A localidade de Regência, município de Linhares-ES, encontra-se na margem direita do rio Doce, em

sua foz com o Oceano Atlântico. É um local que parece despontar recentemente para o turismo, mas

que, ainda tem na pesca a sua principal atividade econômica, segundo informações de populares.

O cais de Regência, onde estavam atracados dezenas de pequenos barcos pesqueiros, localiza-se a

algumas dezenas de metros das barras flúvio-marinhas que marcam a foz. Nesse ponto, o rio possui

diversas ilhas colonizadas por vegetação florestal (recortadas por cultivos, entre outros, de cacau) e

uma série de barras longitudinais emersas. A profundidade é pequena, o que, segundo relatos, é uma

tendência recente, sobretudo a partir do ano hidrológico 2013-2014.

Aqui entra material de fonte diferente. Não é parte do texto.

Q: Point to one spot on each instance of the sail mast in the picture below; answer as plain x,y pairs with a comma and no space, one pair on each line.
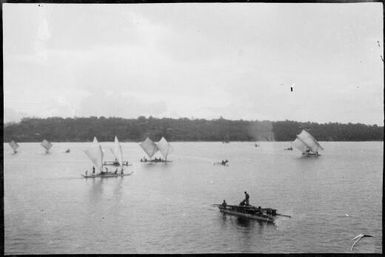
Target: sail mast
149,147
14,146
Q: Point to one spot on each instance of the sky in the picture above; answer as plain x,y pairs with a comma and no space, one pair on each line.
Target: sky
230,60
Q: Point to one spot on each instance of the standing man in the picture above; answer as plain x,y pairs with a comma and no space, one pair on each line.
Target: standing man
246,201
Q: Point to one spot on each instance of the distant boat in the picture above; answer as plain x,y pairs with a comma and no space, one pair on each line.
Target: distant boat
47,145
307,144
151,148
117,152
96,155
14,146
164,148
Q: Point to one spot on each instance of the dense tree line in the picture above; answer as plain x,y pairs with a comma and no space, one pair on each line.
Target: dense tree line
84,129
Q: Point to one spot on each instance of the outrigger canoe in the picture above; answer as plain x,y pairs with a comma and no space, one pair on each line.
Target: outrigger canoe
251,212
107,175
115,163
152,161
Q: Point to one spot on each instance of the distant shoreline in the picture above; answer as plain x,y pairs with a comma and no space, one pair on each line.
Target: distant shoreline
183,130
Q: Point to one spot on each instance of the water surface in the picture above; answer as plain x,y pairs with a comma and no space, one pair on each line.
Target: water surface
166,208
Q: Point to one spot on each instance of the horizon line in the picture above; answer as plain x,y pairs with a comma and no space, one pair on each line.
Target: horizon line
179,118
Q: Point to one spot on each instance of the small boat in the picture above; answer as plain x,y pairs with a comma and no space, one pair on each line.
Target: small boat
151,148
223,163
251,212
307,144
47,145
107,175
96,155
118,154
164,148
14,146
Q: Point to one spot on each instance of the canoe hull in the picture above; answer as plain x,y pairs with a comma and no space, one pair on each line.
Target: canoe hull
249,216
107,175
116,164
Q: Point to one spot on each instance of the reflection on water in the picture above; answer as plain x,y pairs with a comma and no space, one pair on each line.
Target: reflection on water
96,189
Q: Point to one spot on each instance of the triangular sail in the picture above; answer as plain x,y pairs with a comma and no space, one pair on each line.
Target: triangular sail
14,146
47,145
310,141
149,147
300,145
95,154
118,153
164,147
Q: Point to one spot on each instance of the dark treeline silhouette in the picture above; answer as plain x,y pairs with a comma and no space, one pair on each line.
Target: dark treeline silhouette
184,129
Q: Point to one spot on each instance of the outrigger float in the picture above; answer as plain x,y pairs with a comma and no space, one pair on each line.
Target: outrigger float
257,213
107,175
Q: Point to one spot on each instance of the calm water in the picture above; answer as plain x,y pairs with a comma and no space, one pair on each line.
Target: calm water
165,208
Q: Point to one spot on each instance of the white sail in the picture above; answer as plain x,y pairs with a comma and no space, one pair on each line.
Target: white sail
14,146
47,145
149,147
300,145
310,141
164,147
95,154
118,153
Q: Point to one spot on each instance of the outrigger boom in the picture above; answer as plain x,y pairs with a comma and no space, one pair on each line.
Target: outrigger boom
252,212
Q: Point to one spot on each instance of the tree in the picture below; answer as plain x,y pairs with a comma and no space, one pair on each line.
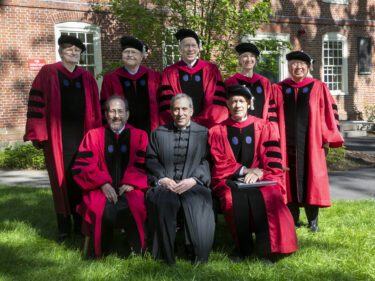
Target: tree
220,24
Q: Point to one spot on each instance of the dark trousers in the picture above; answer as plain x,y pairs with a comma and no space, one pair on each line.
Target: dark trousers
163,206
119,213
312,212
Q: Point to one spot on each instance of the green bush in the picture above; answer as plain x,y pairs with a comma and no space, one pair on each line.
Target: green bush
22,157
336,155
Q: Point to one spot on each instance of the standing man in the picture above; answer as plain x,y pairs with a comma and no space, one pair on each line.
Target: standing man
199,79
247,147
308,121
179,176
63,106
136,83
109,168
259,86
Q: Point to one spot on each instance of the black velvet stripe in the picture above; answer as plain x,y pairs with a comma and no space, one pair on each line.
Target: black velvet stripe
36,115
273,154
85,154
76,171
36,104
140,165
164,107
165,88
275,165
220,83
219,102
219,94
271,143
165,97
80,163
273,119
272,110
36,93
141,153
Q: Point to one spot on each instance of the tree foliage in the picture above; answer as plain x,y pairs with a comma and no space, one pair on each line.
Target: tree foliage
221,24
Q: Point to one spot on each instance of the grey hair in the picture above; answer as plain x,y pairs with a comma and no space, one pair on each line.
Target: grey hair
115,97
181,96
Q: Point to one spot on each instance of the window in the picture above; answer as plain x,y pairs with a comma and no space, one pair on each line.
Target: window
170,45
89,34
343,2
335,63
281,71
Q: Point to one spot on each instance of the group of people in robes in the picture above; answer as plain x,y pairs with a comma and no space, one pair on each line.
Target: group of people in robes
151,155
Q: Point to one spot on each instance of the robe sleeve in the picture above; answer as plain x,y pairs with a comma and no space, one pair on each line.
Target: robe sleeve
270,158
224,165
202,171
165,94
215,110
135,174
329,119
88,170
36,124
155,170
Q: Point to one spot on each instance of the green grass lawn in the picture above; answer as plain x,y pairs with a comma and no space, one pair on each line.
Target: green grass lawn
343,250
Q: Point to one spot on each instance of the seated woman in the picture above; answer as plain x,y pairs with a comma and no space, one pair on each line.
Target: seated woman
244,146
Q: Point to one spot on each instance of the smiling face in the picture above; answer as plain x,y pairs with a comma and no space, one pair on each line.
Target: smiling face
70,54
298,69
189,49
247,61
238,106
181,112
117,114
131,57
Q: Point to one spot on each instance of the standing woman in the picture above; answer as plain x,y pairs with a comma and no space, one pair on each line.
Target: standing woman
259,86
63,105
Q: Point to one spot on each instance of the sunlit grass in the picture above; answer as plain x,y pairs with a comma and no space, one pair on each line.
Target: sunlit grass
343,250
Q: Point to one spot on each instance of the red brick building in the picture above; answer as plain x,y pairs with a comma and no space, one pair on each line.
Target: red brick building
331,31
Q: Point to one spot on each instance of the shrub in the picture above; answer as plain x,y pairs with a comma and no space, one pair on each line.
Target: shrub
336,154
22,157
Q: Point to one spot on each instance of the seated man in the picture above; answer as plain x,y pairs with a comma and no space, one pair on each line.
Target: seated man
109,168
179,177
246,146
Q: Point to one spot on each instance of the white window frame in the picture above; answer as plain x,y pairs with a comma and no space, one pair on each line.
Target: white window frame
341,2
84,27
283,65
333,36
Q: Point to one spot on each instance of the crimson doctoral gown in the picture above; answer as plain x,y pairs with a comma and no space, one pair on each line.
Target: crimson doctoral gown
256,143
140,90
203,83
308,118
95,166
44,122
260,87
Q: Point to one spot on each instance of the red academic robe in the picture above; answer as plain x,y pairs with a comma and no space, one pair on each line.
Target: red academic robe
117,83
317,107
91,172
44,122
214,108
260,87
266,156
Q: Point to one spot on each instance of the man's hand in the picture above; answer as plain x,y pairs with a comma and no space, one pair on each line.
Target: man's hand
252,175
168,183
109,193
38,144
185,185
125,188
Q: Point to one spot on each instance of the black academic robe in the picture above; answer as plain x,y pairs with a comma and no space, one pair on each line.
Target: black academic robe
163,204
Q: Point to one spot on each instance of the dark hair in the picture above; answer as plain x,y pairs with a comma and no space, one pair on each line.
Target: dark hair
115,97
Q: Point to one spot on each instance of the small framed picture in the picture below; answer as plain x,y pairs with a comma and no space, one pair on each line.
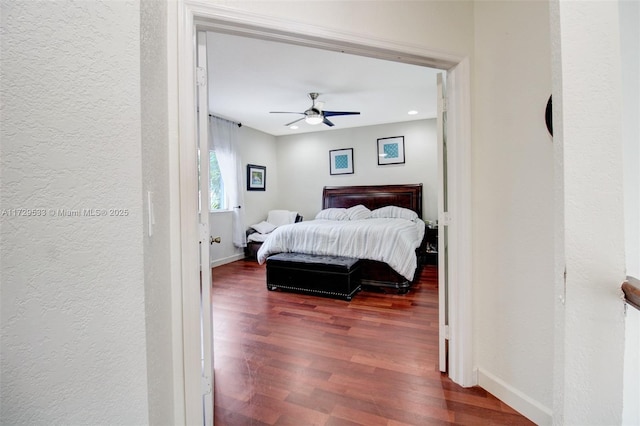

No litoral sul de Regência, existe uma unidade de conservação nacional (Reserva Biológica de

Comboios), onde há um campo de desova de tartarugas monitorado pelo projeto TAMAR. Por esse

motivo, o ICMBio exigiu da Samarco que fosse feita a contenção da lama para que não ocorresse a

contaminação da vegetação ripária, nem das praias de desova.

No momento de nossa visita (antes da chegada da lama de rejeitos), o pico de cheia resultante do

rompimento da barragem já havia passado. A água, no entanto, possuía baixa turbidez, sem qualquer

sinal de influência dos sedimentos de Fundão. Uma equipe de funcionários da Samarco estava em

Regência no momento da expedição. Em conversa informal, eles nos revelaram a preocupação com o

avanço da lama e indicaram que estavam ali com o objetivo de evitar que os sedimentos atingissem a

Unidade de Conservação (UC). Junto com eles, estava a empresa Ocean Pact, contratada para fazer a

contenção. Porém, como a tecnologia aplicada seria a mesma para contenção de óleo (especialidade

da Ocean Pact), os resultados se mostraram ineficiente para os sedimentos de Fundão, por motivos

óbvios.

No cais de Regência, além da equipe da Samarco e da Ocean Pact, havia mais de 20 homens vestidos

de macacão alaranjado da empresa. Questionados, identificaram-se como pescadores locais que

haviam sido contratados pela Samarco/Ocean Pact como mão-de-obra para a instalação das boias de

contenção. Os pescadores relataram que a Marinha havia proibido que eles entrassem na água. A

pesca já estava suspensa pelo período de defeso, porém, eles não podiam mais usar os barcos para

fins turísticos (passeios entre a foz e as ilhas do rio Doce) ou para lazer. Eles ainda não haviam recebido

qualquer compensação financeira em consequência do crime ambiental, porém, alguns manifestaram

algum “alívio” por estarem contratados temporariamente. Outros, no entanto, viam isso como uma

espécie de tentativa de desmobilizar o grupo frente às incertezas sobre o futuro da pesca em Regência.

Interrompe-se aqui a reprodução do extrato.